Last week, both The Phoenix and Voices published articles documenting histories of racist, sexist, and homophobic practices within Phi Psi during 2013 and 2014, along with documents describing their pledging process, all from leaked internal documents. Since then, Swat alums — both former fraternity members and not — have spoken out against the continued existence of the college’s fraternities. Students have protested at a Task Force meeting, Andrew Barclay’s office, and Nathan Miller’s office. Petitions have circulated amongst students and alumni. Still, the fraternities are not (at least superficially) the central part of campus life — fewer than 10% of the student body are fraternity members, and Swat has no reputation for being a “fratty” school.

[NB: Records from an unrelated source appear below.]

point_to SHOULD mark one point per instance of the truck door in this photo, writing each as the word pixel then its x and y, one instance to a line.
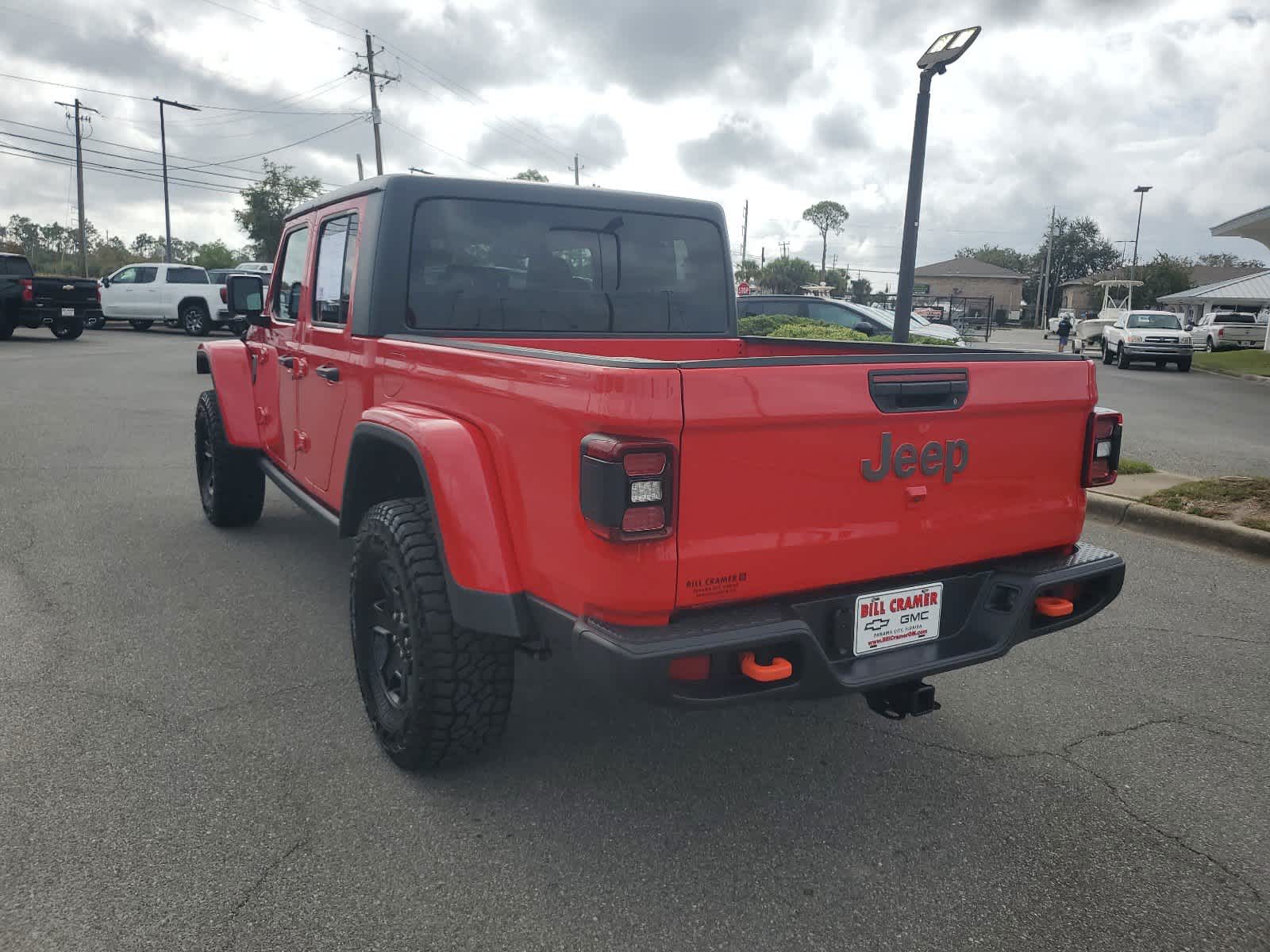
pixel 325 348
pixel 279 365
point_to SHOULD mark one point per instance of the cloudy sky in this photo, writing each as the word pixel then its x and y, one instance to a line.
pixel 1070 103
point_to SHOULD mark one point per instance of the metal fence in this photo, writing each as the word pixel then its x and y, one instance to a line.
pixel 973 317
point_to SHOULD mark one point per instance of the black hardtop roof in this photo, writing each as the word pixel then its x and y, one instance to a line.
pixel 413 188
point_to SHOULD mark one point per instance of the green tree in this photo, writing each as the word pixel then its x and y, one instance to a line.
pixel 1226 259
pixel 1162 274
pixel 826 216
pixel 787 276
pixel 215 254
pixel 268 203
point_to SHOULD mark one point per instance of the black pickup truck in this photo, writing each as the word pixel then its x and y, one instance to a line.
pixel 57 304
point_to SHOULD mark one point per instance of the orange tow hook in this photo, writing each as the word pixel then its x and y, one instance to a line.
pixel 779 670
pixel 1054 607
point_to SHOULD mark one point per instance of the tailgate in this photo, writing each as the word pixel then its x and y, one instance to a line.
pixel 64 292
pixel 784 486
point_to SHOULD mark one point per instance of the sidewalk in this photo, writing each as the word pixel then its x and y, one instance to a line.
pixel 1119 505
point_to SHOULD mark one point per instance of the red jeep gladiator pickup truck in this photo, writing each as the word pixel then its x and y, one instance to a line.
pixel 531 408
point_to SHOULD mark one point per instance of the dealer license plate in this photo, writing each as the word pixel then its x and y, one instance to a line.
pixel 899 617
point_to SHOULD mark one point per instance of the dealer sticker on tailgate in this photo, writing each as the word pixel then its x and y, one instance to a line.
pixel 899 617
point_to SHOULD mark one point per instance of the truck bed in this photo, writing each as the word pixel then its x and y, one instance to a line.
pixel 772 438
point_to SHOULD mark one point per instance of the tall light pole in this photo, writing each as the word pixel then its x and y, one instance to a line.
pixel 163 145
pixel 937 59
pixel 1142 194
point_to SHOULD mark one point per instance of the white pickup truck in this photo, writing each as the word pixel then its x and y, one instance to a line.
pixel 1222 330
pixel 1147 336
pixel 178 295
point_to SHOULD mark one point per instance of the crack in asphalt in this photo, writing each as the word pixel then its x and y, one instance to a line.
pixel 1067 757
pixel 264 875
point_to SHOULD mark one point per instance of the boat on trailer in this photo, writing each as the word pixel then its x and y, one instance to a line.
pixel 1117 302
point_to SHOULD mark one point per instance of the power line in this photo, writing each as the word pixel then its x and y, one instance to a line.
pixel 146 99
pixel 438 149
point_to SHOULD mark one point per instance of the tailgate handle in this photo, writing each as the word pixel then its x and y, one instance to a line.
pixel 912 391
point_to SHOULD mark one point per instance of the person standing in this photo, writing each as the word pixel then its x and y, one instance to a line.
pixel 1064 332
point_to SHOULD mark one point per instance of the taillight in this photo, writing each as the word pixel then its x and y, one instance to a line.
pixel 1103 447
pixel 625 488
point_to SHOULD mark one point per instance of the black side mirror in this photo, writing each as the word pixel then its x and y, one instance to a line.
pixel 244 296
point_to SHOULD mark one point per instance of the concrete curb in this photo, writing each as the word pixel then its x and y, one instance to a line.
pixel 1254 378
pixel 1181 526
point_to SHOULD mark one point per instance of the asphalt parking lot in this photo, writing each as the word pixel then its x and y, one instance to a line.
pixel 184 761
pixel 1200 424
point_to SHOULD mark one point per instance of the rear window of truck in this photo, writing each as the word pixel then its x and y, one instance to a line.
pixel 487 266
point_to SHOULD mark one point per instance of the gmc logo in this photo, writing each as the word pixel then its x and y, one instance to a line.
pixel 950 456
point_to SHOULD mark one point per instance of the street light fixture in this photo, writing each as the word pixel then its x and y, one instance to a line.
pixel 1142 194
pixel 937 59
pixel 163 141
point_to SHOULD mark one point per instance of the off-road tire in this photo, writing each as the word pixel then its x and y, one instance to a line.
pixel 67 328
pixel 196 321
pixel 230 482
pixel 452 685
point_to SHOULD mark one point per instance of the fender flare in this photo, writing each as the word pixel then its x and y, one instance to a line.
pixel 474 543
pixel 229 363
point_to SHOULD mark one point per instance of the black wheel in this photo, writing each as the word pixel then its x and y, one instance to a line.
pixel 67 328
pixel 198 323
pixel 230 484
pixel 435 692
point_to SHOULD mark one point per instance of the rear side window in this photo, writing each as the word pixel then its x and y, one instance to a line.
pixel 337 247
pixel 482 266
pixel 292 278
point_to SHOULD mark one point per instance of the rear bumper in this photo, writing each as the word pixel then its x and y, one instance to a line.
pixel 987 611
pixel 1160 352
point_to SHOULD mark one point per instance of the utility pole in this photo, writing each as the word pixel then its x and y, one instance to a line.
pixel 79 173
pixel 375 99
pixel 1041 310
pixel 163 141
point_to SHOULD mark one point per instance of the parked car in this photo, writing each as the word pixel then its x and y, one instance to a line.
pixel 178 295
pixel 846 314
pixel 530 406
pixel 1229 330
pixel 1147 336
pixel 29 300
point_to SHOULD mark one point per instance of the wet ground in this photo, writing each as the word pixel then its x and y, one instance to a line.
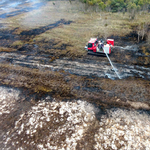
pixel 51 99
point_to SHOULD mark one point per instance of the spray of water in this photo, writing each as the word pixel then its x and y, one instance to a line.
pixel 112 65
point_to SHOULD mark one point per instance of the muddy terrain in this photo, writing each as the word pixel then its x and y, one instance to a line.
pixel 54 96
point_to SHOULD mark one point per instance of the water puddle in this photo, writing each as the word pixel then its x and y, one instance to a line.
pixel 16 8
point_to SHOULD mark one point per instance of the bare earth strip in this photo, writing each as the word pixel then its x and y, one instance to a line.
pixel 64 125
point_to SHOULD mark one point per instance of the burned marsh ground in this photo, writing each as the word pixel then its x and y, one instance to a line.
pixel 55 96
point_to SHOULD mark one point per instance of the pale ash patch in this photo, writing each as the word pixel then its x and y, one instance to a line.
pixel 124 130
pixel 8 97
pixel 52 125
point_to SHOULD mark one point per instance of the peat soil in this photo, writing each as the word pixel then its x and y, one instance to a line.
pixel 32 64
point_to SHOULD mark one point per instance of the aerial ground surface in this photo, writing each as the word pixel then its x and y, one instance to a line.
pixel 53 95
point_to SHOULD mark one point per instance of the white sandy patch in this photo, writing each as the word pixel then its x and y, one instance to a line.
pixel 52 125
pixel 124 130
pixel 8 97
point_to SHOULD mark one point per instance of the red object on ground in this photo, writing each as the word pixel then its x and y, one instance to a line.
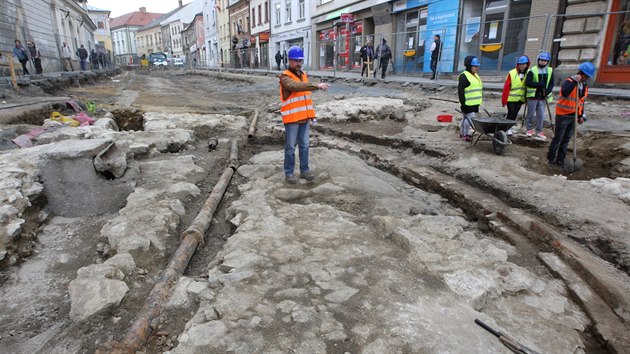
pixel 445 118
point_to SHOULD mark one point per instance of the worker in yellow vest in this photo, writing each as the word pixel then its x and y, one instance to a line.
pixel 469 91
pixel 514 89
pixel 539 82
pixel 297 111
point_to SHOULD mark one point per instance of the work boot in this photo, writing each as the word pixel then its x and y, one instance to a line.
pixel 309 177
pixel 290 179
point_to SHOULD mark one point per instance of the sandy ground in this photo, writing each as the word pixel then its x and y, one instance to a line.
pixel 520 177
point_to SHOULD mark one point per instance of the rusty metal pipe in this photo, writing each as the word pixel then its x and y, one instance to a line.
pixel 252 126
pixel 148 319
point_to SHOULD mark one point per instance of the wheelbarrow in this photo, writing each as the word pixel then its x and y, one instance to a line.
pixel 493 128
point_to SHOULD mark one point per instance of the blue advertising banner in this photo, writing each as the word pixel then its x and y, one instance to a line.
pixel 442 20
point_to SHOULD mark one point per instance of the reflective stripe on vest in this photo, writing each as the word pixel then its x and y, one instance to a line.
pixel 473 93
pixel 566 105
pixel 531 92
pixel 297 106
pixel 517 89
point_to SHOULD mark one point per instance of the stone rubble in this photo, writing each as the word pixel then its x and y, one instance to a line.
pixel 380 279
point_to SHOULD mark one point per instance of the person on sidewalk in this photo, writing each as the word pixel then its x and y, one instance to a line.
pixel 573 89
pixel 22 55
pixel 470 93
pixel 539 82
pixel 83 55
pixel 278 59
pixel 384 53
pixel 36 57
pixel 436 50
pixel 514 89
pixel 367 56
pixel 297 112
pixel 66 57
pixel 94 59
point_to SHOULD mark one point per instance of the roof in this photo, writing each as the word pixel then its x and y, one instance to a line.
pixel 96 9
pixel 135 18
pixel 157 21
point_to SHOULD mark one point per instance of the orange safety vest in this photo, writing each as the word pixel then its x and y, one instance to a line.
pixel 298 105
pixel 566 105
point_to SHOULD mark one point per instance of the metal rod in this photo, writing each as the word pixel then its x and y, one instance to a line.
pixel 149 317
pixel 252 126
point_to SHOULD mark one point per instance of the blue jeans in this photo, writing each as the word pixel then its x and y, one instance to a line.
pixel 562 135
pixel 296 133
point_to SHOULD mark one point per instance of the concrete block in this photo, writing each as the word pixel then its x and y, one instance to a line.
pixel 575 25
pixel 580 41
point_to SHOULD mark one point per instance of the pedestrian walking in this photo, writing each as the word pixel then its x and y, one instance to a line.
pixel 83 57
pixel 66 57
pixel 573 89
pixel 94 59
pixel 383 54
pixel 470 93
pixel 436 51
pixel 514 89
pixel 278 58
pixel 36 57
pixel 367 55
pixel 297 112
pixel 539 82
pixel 22 55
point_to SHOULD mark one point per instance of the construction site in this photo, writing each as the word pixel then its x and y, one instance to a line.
pixel 147 211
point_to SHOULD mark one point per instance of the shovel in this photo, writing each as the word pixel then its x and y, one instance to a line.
pixel 575 164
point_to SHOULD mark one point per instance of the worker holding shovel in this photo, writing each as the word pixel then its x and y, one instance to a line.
pixel 569 113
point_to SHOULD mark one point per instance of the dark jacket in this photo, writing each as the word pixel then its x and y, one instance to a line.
pixel 383 51
pixel 367 52
pixel 462 83
pixel 541 85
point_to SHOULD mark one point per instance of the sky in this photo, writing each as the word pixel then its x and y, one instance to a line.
pixel 121 7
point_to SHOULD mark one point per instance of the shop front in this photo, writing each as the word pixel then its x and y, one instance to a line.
pixel 615 63
pixel 416 24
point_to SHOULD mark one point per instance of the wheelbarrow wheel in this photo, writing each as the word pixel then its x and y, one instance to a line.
pixel 499 142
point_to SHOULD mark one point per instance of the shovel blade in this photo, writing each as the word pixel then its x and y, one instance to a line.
pixel 571 166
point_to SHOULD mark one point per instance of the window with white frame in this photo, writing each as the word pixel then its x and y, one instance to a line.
pixel 287 7
pixel 301 10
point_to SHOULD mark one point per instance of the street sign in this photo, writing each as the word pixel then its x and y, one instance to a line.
pixel 347 18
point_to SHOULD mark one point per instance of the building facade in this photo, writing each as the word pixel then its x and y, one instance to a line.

But the actions of the frats have an impact on more than just the brothers, or the sports teams, or the regular partygoers. The actions of the frats affect all of us on campus, because the frats have different resources than other student groups on campus, altering the power they have over the Swarthmore social scene. Unlike other groups, frats have guaranteed party spaces in the form of the fraternity houses, which they lease from the college. Unlike other groups, frats can charge dues, providing guaranteed funds for alcohol. Unlike other student groups, frats have a bedroom in their party spaces that members alone control. These spaces and abilities were referenced throughout the leaked documents.
And they are able to host parties despite frequent violations of college policies over time. In the last two years, Phi Psi has been shut down for a full year and on probation for another; D.U. was on probation for several months. In 2013, the college’s fraternity advisor, Tom Elverson, a former D.U. brother, left amid a scandal concerning the mishandling of sexual assault allegations against fraternity members. In 2018, former Dean of Students Liz Braun resigned following protests of her mishandling of allegations as well.
Whether or not you go to frat parties, the fraternities’ presence on campus changes the social context in which Swatties exist. On a given weekend, fraternities are often the only open party space, so the behavior and values of the fraternity matters even more. For students who go to fraternity events, the culture of the fraternity impacts their immediate experience. The culture of a fraternity also determines who feels comfortable in the space, and thus who feels comfortable attending what are often the only open parties. Fraternities have power over social spaces, so their attitudes and actions reverberate not only through party culture, but through campus culture writ large.